Paper: Are forecasting competitions data representative of the reality?

This paper by Spiliotis et. al, in the special issue of the International Journal of Forecasting on the M4 Competition is an interesting look at characterizing the time series in forecasting competitions according to statistical properties. The paper references work of Kang, et. al. (2017) which identifies 6 features to characterize time series, including properties such as trend, seasonality, and autocorrelation. A collection of time series can be represented as a region in this space and then Principal Components Analysis can be used to map it onto the two dimensional plane. The collection of series from two different forecasting competitions can then be visually compared and holes in the feature space can be identified. When one of the collections is taken as the reference then gaps in the projection of the second collection are informative, especially if methods trained on the smaller set are then applied to the larger set.

Spiliotis et. al extend the feature description by adding 4 features from Wang et. al (2006). They then take 4 models used in the M competitions and perform a linear regression of the model forecast errors on the 10 features to determine which features seem to be more influential for which model. Alternatively, one could use this to identify which models are more robust in for particular time series. All in all this is an interesting approach. I’m going to see if I can apply it to the time series underlying some of the forecasting questions in the recent IARPA Geopolitical Forecasting Challenge 2 to see where they fall in feature space.
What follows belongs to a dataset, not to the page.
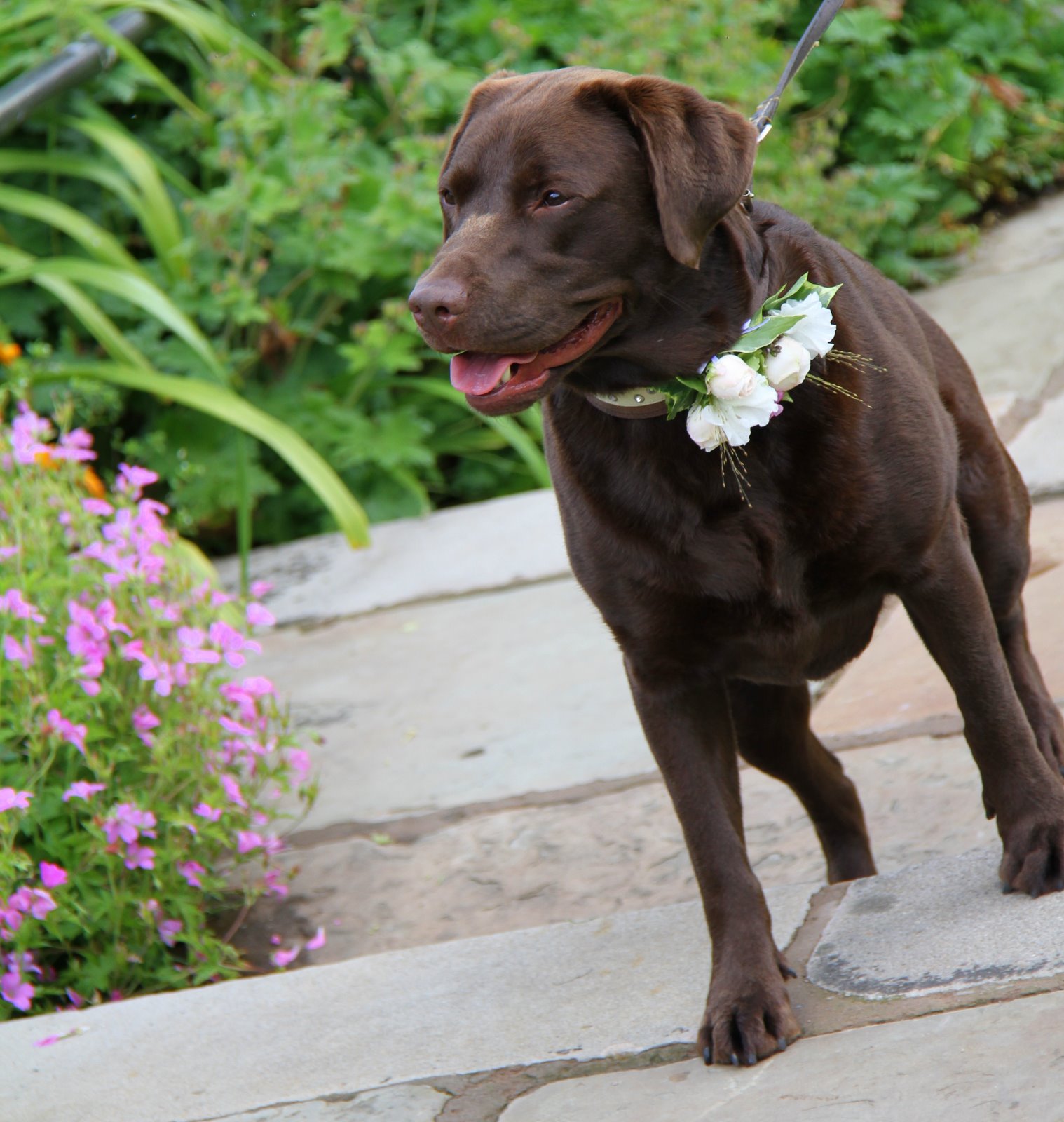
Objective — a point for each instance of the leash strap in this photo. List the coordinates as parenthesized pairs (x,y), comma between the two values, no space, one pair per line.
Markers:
(763,119)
Referring back to my earlier short post on ensembles, it seems to me that this technique could be used to determine ensemble weights for a collection of time series models. Using the regression model, predict the expected error for each model based on the historical values of the time series as decomposed into the 6 or 10 feature space. Weight the models so that the most accurate model receives the greatest weight. I expect the authors have already thought of this and are probably researching it, if they haven’t already.